First, for private commercial arbitration, the Court's ruling is unequivocal: a foreign or international arbitral tribunal formed by private parties is not a "foreign or international tribunal" under the statute. While some may disagree with the Court's reasoning, most welcome clarity of a bright line that Section 1782 is no longer available for parties to obtain discovery for use in private commercial arbitrations.
Second, for investor-state arbitrations, the Court's ruling might leave a small opening. While the parties to a treaty dispute heard by an ad hoc UNCITRAL tribunal cannot access Section 1782, an ICSID arbitration might pass muster, as it is a treaty-based dispute convened before a tribunal operating under the auspices of the World Bank.
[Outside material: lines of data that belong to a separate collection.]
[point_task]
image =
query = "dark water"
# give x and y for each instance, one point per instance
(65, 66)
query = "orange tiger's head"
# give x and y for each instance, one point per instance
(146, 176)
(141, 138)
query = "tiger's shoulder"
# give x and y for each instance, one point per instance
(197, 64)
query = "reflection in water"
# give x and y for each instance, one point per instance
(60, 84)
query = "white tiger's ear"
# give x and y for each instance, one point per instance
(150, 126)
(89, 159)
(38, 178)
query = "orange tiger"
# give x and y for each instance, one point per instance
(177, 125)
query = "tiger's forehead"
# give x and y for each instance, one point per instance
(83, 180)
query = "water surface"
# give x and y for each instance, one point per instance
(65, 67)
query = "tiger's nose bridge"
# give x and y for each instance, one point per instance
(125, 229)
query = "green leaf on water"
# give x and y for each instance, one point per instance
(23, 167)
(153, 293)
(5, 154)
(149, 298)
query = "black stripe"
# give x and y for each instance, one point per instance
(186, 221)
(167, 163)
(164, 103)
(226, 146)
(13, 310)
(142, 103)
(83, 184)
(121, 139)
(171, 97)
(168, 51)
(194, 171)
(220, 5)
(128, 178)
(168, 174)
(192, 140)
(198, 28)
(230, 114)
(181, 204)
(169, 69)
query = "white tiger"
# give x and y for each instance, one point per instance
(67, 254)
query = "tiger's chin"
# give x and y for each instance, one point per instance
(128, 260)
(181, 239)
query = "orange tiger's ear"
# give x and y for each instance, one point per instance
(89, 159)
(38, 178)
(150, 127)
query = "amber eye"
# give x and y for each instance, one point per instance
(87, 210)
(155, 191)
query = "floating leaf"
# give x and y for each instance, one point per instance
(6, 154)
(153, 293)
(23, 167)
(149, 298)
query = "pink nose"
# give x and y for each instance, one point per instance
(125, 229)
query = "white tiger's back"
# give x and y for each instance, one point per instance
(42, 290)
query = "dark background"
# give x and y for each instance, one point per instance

The Court's "imbued with governmental authority" test means that parties who need additional discovery in the U.S. may consider filing their arbitration with ICSID to imbue their tribunal, arguably, with the requisite governmental authority to constitute an "international" tribunal within the meaning of Section 1782.
And third, it is now up to Congress to expand Section 1782 to cover private international arbitration in accordance with (1) the policy of the FAA favoring international arbitration and (2) the interest in providing needed discovery to ensure fair outcomes, recognizing that the use of discovery will always be limited by arbitration rules and rulings as well as federal judges to ensure against abuse.